在实现时，采用倒排索引对局部特征进行索引，索引结构如图 3所示。该索引以视觉词汇作为关键词，对于每个视觉词汇记录其在索引库中的偏移和个数。每个视觉词汇包含如下信息：ItemId(视觉词汇)，ImgId(图像唯一标识)，Contexts(上下文描述子)。每个上下文描述子包含若干近邻特征点信息，每个近邻特征点的信息包括主方向差，角位差以及近邻特征点的视觉词汇。

图 3 该方法的索引结构

Fig. 3 The storage structure of our method

2.2 上下文描述子生成

1) 近邻特征点选取。为某一待索引局部特征点构建上下文描述子时，首先要为其选取近邻特征点作为该点的上下文。考虑到尺度越大的局部特征对于尺度变换操作具有较高的鲁棒性，因此，尽可能选取具有大尺度的局部特征作为近邻特征点。另外，距离较远的特征点容易受到图像裁剪、添加其他对象等操作的影响，因此，尽可能选取邻近的点作为近邻特征点。为了提高查找近邻特征点的效率，本方法的具体计算步骤如下：

(1) 提取图像的SIFT特征点，将特征点按照尺度从大到小排序。

(2) 在有序的特征点中选取比该待索引特征点尺度大的特征点加入候选列表。若候选列表的特征点数量不足，则按照尺度大小补足。
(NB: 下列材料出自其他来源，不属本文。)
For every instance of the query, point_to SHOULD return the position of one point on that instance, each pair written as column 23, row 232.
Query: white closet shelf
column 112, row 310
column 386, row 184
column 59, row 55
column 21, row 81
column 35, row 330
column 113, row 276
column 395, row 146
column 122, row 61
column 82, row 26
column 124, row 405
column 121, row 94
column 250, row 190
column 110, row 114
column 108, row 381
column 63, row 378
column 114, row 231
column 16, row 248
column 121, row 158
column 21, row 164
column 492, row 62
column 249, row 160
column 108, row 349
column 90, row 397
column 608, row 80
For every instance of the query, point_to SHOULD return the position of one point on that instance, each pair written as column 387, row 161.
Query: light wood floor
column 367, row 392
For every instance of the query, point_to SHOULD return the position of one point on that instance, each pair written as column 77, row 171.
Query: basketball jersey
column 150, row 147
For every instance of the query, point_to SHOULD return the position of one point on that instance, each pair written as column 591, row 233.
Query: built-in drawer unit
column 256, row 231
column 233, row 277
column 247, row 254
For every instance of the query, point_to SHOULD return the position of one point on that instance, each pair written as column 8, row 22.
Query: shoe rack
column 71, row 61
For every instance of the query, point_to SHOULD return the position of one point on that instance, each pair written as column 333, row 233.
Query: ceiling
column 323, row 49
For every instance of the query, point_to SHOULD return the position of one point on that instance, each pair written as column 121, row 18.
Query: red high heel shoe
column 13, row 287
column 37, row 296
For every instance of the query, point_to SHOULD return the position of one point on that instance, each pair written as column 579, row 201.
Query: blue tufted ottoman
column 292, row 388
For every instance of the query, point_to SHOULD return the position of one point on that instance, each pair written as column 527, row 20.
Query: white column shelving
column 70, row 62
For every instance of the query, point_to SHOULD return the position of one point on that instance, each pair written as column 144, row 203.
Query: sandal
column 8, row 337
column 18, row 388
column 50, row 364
(3) 选取候选列表中与该待索引特征点欧氏距离最小的若干特征点作为近邻特征点。

2) 上下文描述子生成。本文方法通过集合来表示局部特征点的若干近邻特征点。为了能够更为准确地描述这些近邻特征点与该待索引特征点的关系，特征点之间的关系采用主方向关系和方位关系来表示。对每个近邻特征点，构建了主方向差、角位差(待索引特征点和近邻特征点连线，与待索引特征点的主方向的夹角)以及该近邻特征点的视觉词汇来表示该近邻特征点。主方向差、角位差计算方法如下：

主方向差是待索引特征点主方向与其近邻特征点主方向的角度差。如图 4所示，待索引特征点${P_0} $与近邻特征点${P_1} $主方向之间的夹角为$\beta $，即主方向差为$\beta $。主方向差为

图 4 近邻特征点${P_0} $、${P_1} $的角位差为$\alpha $，主方向差为$\beta $

Fig. 4 $ {P_0}$、${P_1} $ are SIFT features, ${P_1} $ is a neighbor feature of ${P_0} $$\alpha $is difference of direction and orientation, $\beta $ is difference of orientations

$ \beta = \left| {Or{i_{{P_0}}}-Or{i_{{P_1}}}} \right| $

(1)

式中，${Or{i_{{P_0}}}} $、$ {Or{i_{{P_1}}}}$分别表示待索引特征点${P_0} $与近邻特征点${P_1} $的主方向。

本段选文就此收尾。